Or rather, when is nuclear energy renewable energy and when isn’t it? The answer being when someone wants to big up the contribution if renewables to the country’s energy supplies nuclear is a renewable and when someone wants to discuss how to provide the country’s future energy supplies nuclear isn’t a renewable:
Zero-carbon energy outstrips fossil fuels in Britain across 2019
Rise in renewables and decline in coal-fired power leads to cleanest energy year on record
Zero-carbon energy became Britain’s largest electricity source in 2019, delivering nearly half the country’s power and outstripping fossil fuels for the first time.
Following a dramatic decline in coal-fired power and a rise in renewable and low-carbon energy, 2019 was the cleanest energy year on record for Britain, according to National Grid, which owns and operates the electricity transmission network in England and Wales, and also runs the Scottish networks.
National Grid’s latest data shows that wind farms, solar and nuclear energy, alongside energy imported by subsea cables, delivered 48.5% of Britain’s electricity in 2019. This compares to 43% generated by fossil fuels – coal, gas, and other carbon sources such as oil and diesel. The remaining 8.5% was generated by biomass, such as wood pellets.
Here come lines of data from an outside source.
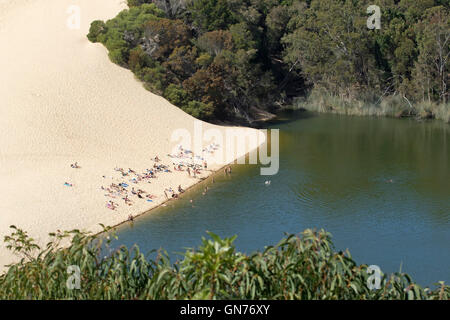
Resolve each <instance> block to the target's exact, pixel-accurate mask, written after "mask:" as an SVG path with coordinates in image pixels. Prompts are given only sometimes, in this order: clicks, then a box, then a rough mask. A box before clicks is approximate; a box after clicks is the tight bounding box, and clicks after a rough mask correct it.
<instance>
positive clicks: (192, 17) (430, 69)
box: [88, 0, 450, 124]
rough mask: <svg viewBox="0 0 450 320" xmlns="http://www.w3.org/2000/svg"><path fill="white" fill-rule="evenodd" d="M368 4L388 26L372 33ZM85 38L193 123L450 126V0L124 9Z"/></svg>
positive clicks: (281, 4)
mask: <svg viewBox="0 0 450 320" xmlns="http://www.w3.org/2000/svg"><path fill="white" fill-rule="evenodd" d="M369 5H378V6H379V7H380V9H381V28H380V29H369V28H368V27H367V20H368V18H369V17H370V13H368V12H367V8H368V7H369ZM128 6H129V9H127V10H124V11H122V12H120V13H119V14H118V15H117V16H116V17H115V18H113V19H111V20H109V21H106V22H104V21H99V20H97V21H94V22H93V23H92V25H91V28H90V32H89V34H88V38H89V40H91V41H92V42H100V43H102V44H103V45H105V46H106V48H107V49H108V51H109V57H110V59H111V60H112V61H113V62H114V63H116V64H118V65H120V66H123V67H125V68H129V69H130V70H131V71H132V72H133V73H134V74H135V75H136V77H137V78H138V79H140V80H141V81H142V82H143V83H144V86H145V88H147V89H148V90H150V91H152V92H154V93H156V94H159V95H162V96H163V97H165V98H166V99H167V100H169V101H170V102H171V103H173V104H174V105H176V106H178V107H180V108H181V109H183V110H184V111H186V112H187V113H189V114H191V115H193V116H194V117H196V118H199V119H203V120H206V121H210V122H216V123H226V122H228V123H240V124H252V123H254V122H257V121H260V120H266V119H270V118H271V117H272V116H273V114H275V113H276V112H277V111H279V110H281V109H285V108H306V109H313V110H317V111H325V112H337V113H347V114H375V115H390V116H397V117H404V116H416V117H419V118H422V119H423V118H438V119H442V120H445V121H450V104H449V102H448V95H449V89H448V80H449V65H450V60H449V58H450V17H449V12H450V3H449V1H448V0H422V1H416V0H400V1H397V0H372V1H365V0H128Z"/></svg>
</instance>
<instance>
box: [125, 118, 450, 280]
mask: <svg viewBox="0 0 450 320" xmlns="http://www.w3.org/2000/svg"><path fill="white" fill-rule="evenodd" d="M292 118H293V117H292V116H291V120H290V121H285V122H279V123H274V124H272V125H271V126H272V127H273V128H279V129H280V172H279V173H278V175H276V176H273V177H269V178H268V177H263V176H260V175H259V173H260V171H259V167H258V166H250V165H247V166H242V165H236V166H235V168H234V170H233V175H232V177H226V176H224V175H223V174H222V173H218V174H217V175H216V177H215V183H214V184H212V180H211V179H209V180H207V181H205V182H204V183H203V184H200V185H199V186H197V187H195V188H194V189H192V190H190V191H189V192H188V193H187V194H186V195H185V196H184V198H183V199H181V200H179V201H175V202H172V203H171V204H169V205H168V206H167V207H165V208H159V209H156V210H154V211H153V212H152V213H151V214H149V215H146V216H144V217H143V218H140V219H138V220H137V221H136V222H135V223H134V224H133V225H125V226H123V227H121V228H120V232H119V237H120V243H124V244H126V245H133V244H135V243H137V244H138V245H139V246H140V247H141V248H142V249H144V251H145V250H151V249H157V248H160V247H163V248H164V249H166V250H168V251H169V252H170V253H173V252H181V251H184V248H186V247H193V246H197V245H198V244H199V243H200V239H201V237H202V236H206V234H205V231H207V230H209V231H213V232H215V233H218V234H219V235H221V236H231V235H235V234H237V235H238V239H237V240H236V244H237V246H238V249H240V250H243V251H246V252H251V251H253V250H256V249H262V248H263V247H264V246H265V245H269V244H275V243H276V242H277V241H278V240H280V239H281V238H282V237H283V235H284V233H285V232H289V233H298V232H300V231H302V230H304V229H306V228H324V229H326V230H327V231H330V232H331V233H332V234H333V236H334V242H335V245H336V247H337V248H338V249H345V248H349V249H350V251H351V253H352V255H353V257H354V258H355V260H356V261H357V262H358V263H367V264H376V265H379V266H380V267H381V268H382V270H383V271H384V272H388V273H389V272H394V271H398V270H399V268H400V267H401V266H402V270H403V271H406V272H408V273H410V274H411V275H412V276H413V277H414V278H415V279H417V281H418V282H419V283H421V284H433V283H434V282H435V281H437V280H445V281H447V282H449V281H450V254H449V252H450V167H449V165H450V163H449V156H450V148H449V147H448V145H447V144H448V142H447V140H448V139H449V138H450V131H449V130H450V128H449V127H450V126H449V125H447V124H444V123H441V122H422V123H419V122H416V121H409V120H397V119H384V118H383V119H376V118H359V117H343V116H334V115H323V116H322V115H321V116H314V115H312V114H308V113H304V114H300V117H298V118H296V119H295V118H294V120H292ZM268 179H269V180H271V184H270V185H269V186H268V185H265V183H264V182H265V181H266V180H268ZM205 185H208V186H209V187H210V188H209V191H208V193H207V195H206V196H203V195H202V192H203V189H204V187H205ZM190 199H193V200H194V204H193V205H192V204H191V203H190V202H189V200H190Z"/></svg>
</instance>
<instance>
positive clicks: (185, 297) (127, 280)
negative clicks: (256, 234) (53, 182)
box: [0, 227, 450, 300]
mask: <svg viewBox="0 0 450 320" xmlns="http://www.w3.org/2000/svg"><path fill="white" fill-rule="evenodd" d="M12 228H13V230H14V231H13V233H12V234H11V236H8V237H5V242H6V244H7V246H8V248H9V249H10V250H12V251H14V252H15V253H17V254H21V255H23V259H22V260H21V261H20V262H18V263H16V264H13V265H10V266H9V269H8V271H7V272H6V273H5V274H3V275H1V276H0V299H108V300H114V299H302V300H303V299H362V300H369V299H370V300H384V299H402V300H403V299H431V300H438V299H439V300H448V299H449V298H450V287H449V286H446V285H445V284H444V283H443V282H440V283H439V285H438V287H437V289H436V290H434V291H433V290H429V289H423V288H421V287H420V286H419V285H417V284H415V283H414V281H413V280H412V279H411V278H410V277H409V276H408V275H407V274H403V273H397V274H393V275H391V276H388V275H382V279H381V287H380V289H378V290H370V289H369V287H368V280H369V277H370V275H369V274H368V272H367V268H368V267H367V265H357V264H356V263H355V262H354V261H353V260H352V258H351V255H350V253H349V252H345V253H343V252H335V251H334V250H333V244H332V242H331V235H330V234H329V233H327V232H325V231H323V230H321V231H319V232H316V231H313V230H306V231H304V232H303V233H302V234H301V235H300V236H294V235H289V236H287V237H286V238H285V239H282V240H281V241H280V242H279V243H278V244H277V245H275V246H269V247H266V248H265V250H264V251H262V252H261V251H258V252H255V253H253V254H251V255H246V254H243V253H240V252H237V251H236V248H235V246H234V244H233V242H234V240H235V237H232V238H225V239H221V238H219V237H218V236H217V235H215V234H213V233H209V235H210V237H211V239H205V238H203V239H202V244H201V246H200V247H199V248H198V249H196V250H195V249H190V250H188V251H186V253H185V254H184V258H183V260H182V261H177V262H175V263H174V264H171V263H170V260H169V257H168V255H167V253H165V252H163V251H159V252H153V253H156V254H157V256H156V258H155V259H149V258H148V256H146V255H144V254H143V253H142V252H140V250H139V248H138V247H137V246H134V247H133V248H131V249H128V248H126V247H124V246H121V247H120V248H116V249H112V248H111V241H112V239H116V237H115V236H114V235H112V234H111V233H110V230H109V229H105V231H106V232H107V233H106V234H102V235H99V236H92V235H89V234H86V233H83V232H80V231H78V230H74V231H70V232H58V233H56V234H51V241H50V242H49V244H48V245H47V246H46V247H45V248H43V249H41V248H39V247H38V246H37V245H36V244H35V243H34V241H33V239H31V238H30V237H29V236H28V235H27V233H26V232H24V231H22V230H20V229H18V228H16V227H12ZM68 238H71V239H72V240H71V244H70V246H68V247H65V248H61V247H60V244H61V241H65V240H67V239H68ZM105 253H107V254H106V255H105ZM153 253H151V254H153ZM69 266H77V267H79V269H80V272H81V274H80V276H81V277H80V278H81V283H80V289H75V290H71V289H69V288H68V286H67V285H66V282H67V277H68V275H67V270H68V267H69Z"/></svg>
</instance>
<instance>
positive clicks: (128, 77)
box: [0, 0, 250, 265]
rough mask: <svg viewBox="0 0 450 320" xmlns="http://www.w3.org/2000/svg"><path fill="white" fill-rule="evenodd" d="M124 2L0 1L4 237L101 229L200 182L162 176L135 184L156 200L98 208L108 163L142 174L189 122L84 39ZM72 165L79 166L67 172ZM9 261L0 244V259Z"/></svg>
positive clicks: (161, 99) (123, 220)
mask: <svg viewBox="0 0 450 320" xmlns="http://www.w3.org/2000/svg"><path fill="white" fill-rule="evenodd" d="M71 5H77V6H79V7H80V8H81V28H80V29H76V30H72V29H70V28H68V27H67V19H68V17H69V14H68V13H67V10H68V8H69V7H70V6H71ZM124 8H125V5H124V1H123V0H6V1H5V0H0V71H1V72H0V84H1V85H0V182H1V183H0V195H1V198H0V199H1V200H0V237H1V239H3V236H4V235H5V234H7V233H9V229H8V228H9V226H10V225H11V224H14V225H17V226H19V227H21V228H23V229H25V230H28V231H29V232H30V234H31V235H32V236H34V237H35V238H36V239H38V241H39V242H40V243H43V242H44V241H46V238H47V237H46V235H47V234H48V232H52V231H55V230H57V229H60V230H69V229H73V228H80V229H84V230H90V231H94V232H95V231H99V230H100V227H99V226H98V224H99V223H103V224H105V225H116V224H118V223H120V222H122V221H124V220H126V219H127V217H128V215H129V214H134V215H136V214H140V213H142V212H145V211H147V210H149V209H151V208H152V207H154V206H156V205H158V204H160V203H161V202H162V201H163V200H164V196H163V192H164V188H166V187H173V188H176V187H177V186H178V185H179V184H181V185H182V186H183V187H184V188H187V187H189V186H190V185H193V184H195V183H196V182H197V180H195V179H192V178H189V177H188V176H187V174H186V173H185V172H181V173H172V174H166V175H161V176H160V177H159V178H158V179H155V180H156V181H154V182H152V183H151V184H148V185H146V186H144V187H142V186H140V187H142V188H145V189H146V190H148V191H149V192H151V193H154V194H156V195H158V196H159V197H158V200H157V201H155V202H154V203H147V202H145V201H142V202H136V203H135V205H133V206H131V207H126V206H125V205H121V206H120V207H119V209H118V211H117V212H114V211H111V210H108V209H106V207H105V203H106V200H107V199H106V198H105V196H104V193H103V192H102V191H101V190H100V187H101V186H102V185H105V186H106V185H107V184H108V181H113V180H114V179H115V177H116V176H114V174H115V173H114V170H113V169H114V167H116V166H120V167H124V168H129V167H131V168H133V169H136V170H144V169H145V168H148V167H151V166H152V165H153V162H152V161H151V160H150V159H151V158H153V157H154V156H155V155H158V156H159V157H160V158H162V159H163V162H164V163H166V164H171V163H172V162H171V160H170V159H169V158H168V157H167V156H166V155H167V154H168V153H170V152H171V151H172V149H173V148H174V146H175V145H176V143H175V142H172V141H171V135H172V133H173V131H174V130H176V129H178V128H186V129H188V130H190V131H192V130H193V126H194V120H195V119H194V118H192V117H190V116H189V115H187V114H185V113H184V112H183V111H181V110H180V109H178V108H176V107H175V106H173V105H171V104H170V103H168V102H167V101H166V100H164V99H163V98H161V97H158V96H156V95H153V94H152V93H150V92H148V91H146V90H145V89H144V88H143V87H142V84H140V83H139V82H138V81H136V80H135V79H134V77H133V75H132V73H131V72H130V71H128V70H125V69H123V68H120V67H118V66H117V65H114V64H113V63H111V62H110V61H109V59H108V57H107V52H106V49H105V48H104V47H103V46H101V45H99V44H92V43H90V42H89V41H88V40H87V39H86V36H85V35H86V34H87V32H88V29H89V25H90V22H91V21H93V20H95V19H103V20H106V19H109V18H112V17H114V16H115V15H116V14H117V13H118V12H119V11H120V10H122V9H124ZM203 125H204V128H205V129H206V128H212V127H213V126H212V125H209V124H203ZM218 128H220V127H218ZM220 130H224V129H223V128H220ZM239 130H241V129H239ZM242 130H250V129H242ZM75 161H78V163H79V164H80V165H81V166H82V168H81V169H79V170H74V169H72V168H70V164H71V163H73V162H75ZM219 167H220V164H217V165H215V166H214V167H213V168H212V169H217V168H219ZM103 175H106V176H107V178H106V179H105V178H103ZM111 176H113V178H114V179H111V178H110V177H111ZM108 179H109V180H108ZM66 181H67V182H70V183H72V184H73V185H74V186H73V187H72V188H69V187H64V185H63V184H64V182H66ZM118 202H119V201H118ZM121 203H122V202H121ZM13 260H14V257H13V256H12V255H11V254H10V253H9V252H7V251H6V249H5V248H4V246H3V243H2V245H1V247H0V265H4V264H6V263H10V262H11V261H13Z"/></svg>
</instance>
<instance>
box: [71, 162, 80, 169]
mask: <svg viewBox="0 0 450 320" xmlns="http://www.w3.org/2000/svg"><path fill="white" fill-rule="evenodd" d="M70 167H71V168H73V169H79V168H80V166H79V165H78V162H75V163H72V164H71V165H70Z"/></svg>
When we want to show how far we’ve come nuclear is good. When we want to decide how far we should go nuclear is bad. Because these very same people who will be swooning over this zero carbon number will be exactly the same people who will shudder over the mere possibility of using nuclear electrons.
But then, you know, their being two-faced just gives us another pair of cheeks to slap them on.